I swear to god my computer is just going around deleting thigs...WTF

May 17, 2008 05:45


Wednesday, April 30, 2008



My thoughts on life right now in words basically...
Current mood:
grateful

These past few months of my life have really taught me A LOT. I have learned that swallowing my pride is by far the hardest thing I will EVER have to do.
I've learned that you cant trust anybody and that this world that we live in, this crazy fucked up world, well it turns in very unforgiving ways. The biggest and most important thing though, that I have faced and fought and realized is that what dosent kill you will only make you stronger.

I have really grown as a person these past few months. And yes I have been through some rough shit in my life, very unforgetable things that still haunt me to this day, but the past six or seven months were in an entirerly new category of "life lessons."  I am a stronger, smarter, and more mature person than I was six months ago. I am not only willing to be a better person for me but for my family and others. I have this completely new attitude towards life and I cant exactly tell you what it is...But I just want to live my life to the fullest and with absoluetly no regrets.
You only live once and by god if you fuck up, FUCK IT. Its a mistake!!!
And i promise, you will learn from it.
Even if that lesson is the toughest, most strenuous, ridiculous lesson you've ever had to sit through, you will get someting out of it.

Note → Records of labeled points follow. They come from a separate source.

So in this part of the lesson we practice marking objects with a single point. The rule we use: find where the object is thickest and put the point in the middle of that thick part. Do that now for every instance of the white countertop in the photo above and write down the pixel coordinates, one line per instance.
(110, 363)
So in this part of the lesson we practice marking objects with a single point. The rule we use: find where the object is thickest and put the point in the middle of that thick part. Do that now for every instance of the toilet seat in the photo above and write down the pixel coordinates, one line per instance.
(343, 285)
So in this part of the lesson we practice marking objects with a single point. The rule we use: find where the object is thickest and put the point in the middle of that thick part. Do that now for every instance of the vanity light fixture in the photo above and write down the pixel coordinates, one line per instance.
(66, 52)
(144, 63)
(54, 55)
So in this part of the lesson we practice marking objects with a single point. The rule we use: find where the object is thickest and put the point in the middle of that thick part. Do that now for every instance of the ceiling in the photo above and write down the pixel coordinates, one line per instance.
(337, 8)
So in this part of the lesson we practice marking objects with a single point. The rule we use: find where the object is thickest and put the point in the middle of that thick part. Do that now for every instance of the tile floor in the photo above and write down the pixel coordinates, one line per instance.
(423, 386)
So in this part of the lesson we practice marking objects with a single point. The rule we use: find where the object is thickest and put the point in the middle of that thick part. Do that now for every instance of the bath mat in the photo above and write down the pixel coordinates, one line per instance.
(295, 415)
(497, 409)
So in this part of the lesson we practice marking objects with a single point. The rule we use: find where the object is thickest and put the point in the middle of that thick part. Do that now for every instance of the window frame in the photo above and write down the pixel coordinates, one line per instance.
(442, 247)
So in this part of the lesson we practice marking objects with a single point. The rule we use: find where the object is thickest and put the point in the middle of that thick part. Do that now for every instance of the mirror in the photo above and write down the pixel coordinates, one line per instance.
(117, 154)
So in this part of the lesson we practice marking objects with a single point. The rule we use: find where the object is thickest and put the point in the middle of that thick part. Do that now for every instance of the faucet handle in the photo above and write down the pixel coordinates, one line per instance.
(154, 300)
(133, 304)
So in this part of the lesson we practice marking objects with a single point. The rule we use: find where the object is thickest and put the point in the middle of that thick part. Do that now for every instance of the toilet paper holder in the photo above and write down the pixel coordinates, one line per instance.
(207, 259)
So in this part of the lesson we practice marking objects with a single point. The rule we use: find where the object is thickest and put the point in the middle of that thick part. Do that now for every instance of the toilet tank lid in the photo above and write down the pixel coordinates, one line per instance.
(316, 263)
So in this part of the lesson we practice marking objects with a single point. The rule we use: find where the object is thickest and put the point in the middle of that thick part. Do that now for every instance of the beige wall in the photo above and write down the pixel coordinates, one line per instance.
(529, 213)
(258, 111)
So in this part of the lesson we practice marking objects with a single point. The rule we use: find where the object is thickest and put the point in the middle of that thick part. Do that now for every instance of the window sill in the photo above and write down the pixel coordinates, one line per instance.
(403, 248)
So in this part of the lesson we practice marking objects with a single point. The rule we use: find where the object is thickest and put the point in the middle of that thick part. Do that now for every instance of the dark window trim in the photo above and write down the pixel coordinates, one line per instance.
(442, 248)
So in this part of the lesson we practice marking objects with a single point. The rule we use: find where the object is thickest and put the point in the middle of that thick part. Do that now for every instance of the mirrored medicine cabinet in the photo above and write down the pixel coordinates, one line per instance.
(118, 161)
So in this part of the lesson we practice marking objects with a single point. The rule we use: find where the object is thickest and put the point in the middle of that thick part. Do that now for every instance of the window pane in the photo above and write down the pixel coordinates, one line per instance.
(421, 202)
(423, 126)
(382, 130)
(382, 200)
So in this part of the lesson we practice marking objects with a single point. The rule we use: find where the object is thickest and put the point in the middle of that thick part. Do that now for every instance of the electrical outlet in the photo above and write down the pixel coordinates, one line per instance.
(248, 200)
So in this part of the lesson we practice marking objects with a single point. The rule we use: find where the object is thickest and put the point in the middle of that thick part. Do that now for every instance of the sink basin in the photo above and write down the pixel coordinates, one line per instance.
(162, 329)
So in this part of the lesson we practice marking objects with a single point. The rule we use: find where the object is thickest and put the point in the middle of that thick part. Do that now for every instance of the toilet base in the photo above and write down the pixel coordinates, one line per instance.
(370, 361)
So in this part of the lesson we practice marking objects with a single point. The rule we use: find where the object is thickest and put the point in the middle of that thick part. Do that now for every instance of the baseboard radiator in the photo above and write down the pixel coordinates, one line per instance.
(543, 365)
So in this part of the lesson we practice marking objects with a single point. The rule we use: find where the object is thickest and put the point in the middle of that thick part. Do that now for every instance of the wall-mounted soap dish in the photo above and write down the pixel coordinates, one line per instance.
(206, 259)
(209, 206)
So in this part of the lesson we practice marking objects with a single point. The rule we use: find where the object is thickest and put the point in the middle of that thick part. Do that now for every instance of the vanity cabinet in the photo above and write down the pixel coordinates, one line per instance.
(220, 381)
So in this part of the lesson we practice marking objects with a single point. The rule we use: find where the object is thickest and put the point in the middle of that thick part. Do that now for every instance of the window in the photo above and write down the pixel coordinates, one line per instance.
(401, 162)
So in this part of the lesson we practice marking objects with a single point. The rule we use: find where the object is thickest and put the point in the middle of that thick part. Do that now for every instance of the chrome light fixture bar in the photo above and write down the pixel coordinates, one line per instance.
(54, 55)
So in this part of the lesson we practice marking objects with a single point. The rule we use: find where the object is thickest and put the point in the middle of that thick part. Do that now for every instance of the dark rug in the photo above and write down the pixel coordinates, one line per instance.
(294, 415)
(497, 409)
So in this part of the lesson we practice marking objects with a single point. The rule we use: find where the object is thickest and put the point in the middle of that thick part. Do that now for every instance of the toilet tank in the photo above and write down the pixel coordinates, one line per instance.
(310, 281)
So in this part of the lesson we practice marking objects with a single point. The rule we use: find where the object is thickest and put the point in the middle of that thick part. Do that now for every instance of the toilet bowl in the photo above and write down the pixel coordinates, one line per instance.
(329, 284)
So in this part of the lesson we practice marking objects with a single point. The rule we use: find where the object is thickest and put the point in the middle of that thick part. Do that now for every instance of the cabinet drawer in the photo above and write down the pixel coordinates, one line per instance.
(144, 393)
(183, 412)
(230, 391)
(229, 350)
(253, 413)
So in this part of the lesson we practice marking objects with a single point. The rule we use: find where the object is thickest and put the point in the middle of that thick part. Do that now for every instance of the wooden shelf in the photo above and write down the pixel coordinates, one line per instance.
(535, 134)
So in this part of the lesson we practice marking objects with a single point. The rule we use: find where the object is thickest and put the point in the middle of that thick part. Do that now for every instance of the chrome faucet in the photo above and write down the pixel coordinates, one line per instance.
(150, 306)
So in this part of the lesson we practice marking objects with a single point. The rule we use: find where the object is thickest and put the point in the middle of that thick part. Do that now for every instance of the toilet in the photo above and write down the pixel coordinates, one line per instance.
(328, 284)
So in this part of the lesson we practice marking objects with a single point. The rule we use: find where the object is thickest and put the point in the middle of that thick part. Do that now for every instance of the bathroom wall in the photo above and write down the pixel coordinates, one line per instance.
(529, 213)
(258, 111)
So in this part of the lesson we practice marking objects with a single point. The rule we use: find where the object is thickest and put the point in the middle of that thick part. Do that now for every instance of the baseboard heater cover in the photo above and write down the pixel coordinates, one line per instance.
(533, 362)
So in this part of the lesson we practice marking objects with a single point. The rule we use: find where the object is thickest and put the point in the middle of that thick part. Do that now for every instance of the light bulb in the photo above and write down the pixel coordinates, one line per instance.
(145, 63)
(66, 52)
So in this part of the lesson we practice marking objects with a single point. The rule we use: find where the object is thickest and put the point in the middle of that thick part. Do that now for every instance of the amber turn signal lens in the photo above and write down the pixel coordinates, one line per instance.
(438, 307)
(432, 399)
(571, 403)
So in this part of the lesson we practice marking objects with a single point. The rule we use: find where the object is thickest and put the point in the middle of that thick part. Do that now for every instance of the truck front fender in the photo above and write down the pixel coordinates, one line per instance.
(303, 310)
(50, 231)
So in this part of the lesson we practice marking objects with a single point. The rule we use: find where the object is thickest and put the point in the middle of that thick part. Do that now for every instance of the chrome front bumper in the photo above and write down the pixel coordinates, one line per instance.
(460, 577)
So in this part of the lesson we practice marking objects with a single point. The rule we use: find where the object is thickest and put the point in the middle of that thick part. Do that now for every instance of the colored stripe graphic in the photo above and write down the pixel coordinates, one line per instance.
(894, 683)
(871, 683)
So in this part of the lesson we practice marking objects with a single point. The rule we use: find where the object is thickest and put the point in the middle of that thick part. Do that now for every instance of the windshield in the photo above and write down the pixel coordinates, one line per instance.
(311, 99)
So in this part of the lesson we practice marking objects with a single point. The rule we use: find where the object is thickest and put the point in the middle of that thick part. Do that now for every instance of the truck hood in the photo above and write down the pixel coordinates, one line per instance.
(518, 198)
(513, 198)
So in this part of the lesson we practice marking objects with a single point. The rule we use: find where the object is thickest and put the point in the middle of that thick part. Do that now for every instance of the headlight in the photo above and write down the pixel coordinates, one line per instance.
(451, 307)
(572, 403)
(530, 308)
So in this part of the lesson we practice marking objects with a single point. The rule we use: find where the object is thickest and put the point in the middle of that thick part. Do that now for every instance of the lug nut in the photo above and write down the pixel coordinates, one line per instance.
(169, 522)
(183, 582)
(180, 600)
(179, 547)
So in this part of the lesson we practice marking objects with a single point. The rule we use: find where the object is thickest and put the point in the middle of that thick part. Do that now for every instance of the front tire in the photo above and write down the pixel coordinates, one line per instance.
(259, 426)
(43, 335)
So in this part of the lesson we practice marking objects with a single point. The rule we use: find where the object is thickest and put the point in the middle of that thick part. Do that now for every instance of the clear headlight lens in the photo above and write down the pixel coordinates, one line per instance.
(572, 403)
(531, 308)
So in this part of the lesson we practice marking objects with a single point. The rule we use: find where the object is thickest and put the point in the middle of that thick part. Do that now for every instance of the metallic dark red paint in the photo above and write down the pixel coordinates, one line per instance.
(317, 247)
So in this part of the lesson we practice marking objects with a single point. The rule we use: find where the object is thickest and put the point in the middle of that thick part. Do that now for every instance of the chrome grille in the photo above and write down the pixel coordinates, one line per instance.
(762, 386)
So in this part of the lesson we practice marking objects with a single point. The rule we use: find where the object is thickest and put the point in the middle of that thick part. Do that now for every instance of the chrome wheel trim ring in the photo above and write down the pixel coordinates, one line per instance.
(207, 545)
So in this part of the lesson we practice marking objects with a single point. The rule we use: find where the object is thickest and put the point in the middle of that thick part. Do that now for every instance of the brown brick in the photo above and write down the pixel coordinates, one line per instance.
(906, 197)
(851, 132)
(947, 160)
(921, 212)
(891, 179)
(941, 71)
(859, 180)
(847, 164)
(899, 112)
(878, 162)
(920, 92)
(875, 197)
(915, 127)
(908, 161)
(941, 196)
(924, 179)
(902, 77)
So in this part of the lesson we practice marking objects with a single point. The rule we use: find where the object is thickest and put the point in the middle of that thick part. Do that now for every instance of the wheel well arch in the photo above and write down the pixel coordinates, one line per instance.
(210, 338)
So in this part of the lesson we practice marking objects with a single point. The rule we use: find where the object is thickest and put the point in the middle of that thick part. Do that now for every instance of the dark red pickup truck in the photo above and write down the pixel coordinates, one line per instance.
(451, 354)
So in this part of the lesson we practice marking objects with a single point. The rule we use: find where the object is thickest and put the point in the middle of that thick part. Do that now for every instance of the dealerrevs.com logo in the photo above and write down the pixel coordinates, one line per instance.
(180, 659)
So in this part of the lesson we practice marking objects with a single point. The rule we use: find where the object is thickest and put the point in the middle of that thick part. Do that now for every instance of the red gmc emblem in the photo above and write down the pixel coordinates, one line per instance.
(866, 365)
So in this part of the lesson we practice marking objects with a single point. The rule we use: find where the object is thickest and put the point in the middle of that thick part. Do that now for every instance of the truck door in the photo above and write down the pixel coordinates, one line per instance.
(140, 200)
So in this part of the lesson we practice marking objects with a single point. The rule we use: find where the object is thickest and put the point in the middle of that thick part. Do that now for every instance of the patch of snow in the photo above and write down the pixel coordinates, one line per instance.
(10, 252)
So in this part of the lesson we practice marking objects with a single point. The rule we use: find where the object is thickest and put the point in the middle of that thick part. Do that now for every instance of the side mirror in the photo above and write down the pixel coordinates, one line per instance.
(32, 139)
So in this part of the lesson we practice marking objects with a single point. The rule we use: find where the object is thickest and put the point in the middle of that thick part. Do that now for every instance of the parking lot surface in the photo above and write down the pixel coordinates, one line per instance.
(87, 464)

I guess what it is is growing up. I thought I started that and got through the toughest parts but it only gets harder.
Thats another thing I've taken in from all this, is that life is hard.
PERIOD.
No matter what, its always going to be hard but you just have to make the most of it. Its hard for everybody but its how you live your life that determines how much it sucks or not. I also wanted to honestly say thank you to a certain "family" or group of people that has had a big part in helping me realize all this.
They have taught me that this world is hardly ever fair and even the most horrible, low-life, devious, and scummy people will somehow get away with the most horrible, low-life, devious, scummy things. But shit happens. Everything cant go your way all the time. Plain and simple. You cant change what you cant control.
But because of them I am now a more strong-willed, level headed, determined person today. I love and appereciate my life and everyone it soooo much more today than I did a few months ago.
They have helped me understand that love is probably the only thing that is actually real, if you've found the right person, and no matter what, no one will love you like your family does.

So basically what I'm trying to say people is just get out there and make the most of what you have and don't regret a thing!
Someone who loves you will always be there for you!
Things happen for a reason and the world usually tends to unfold as it should!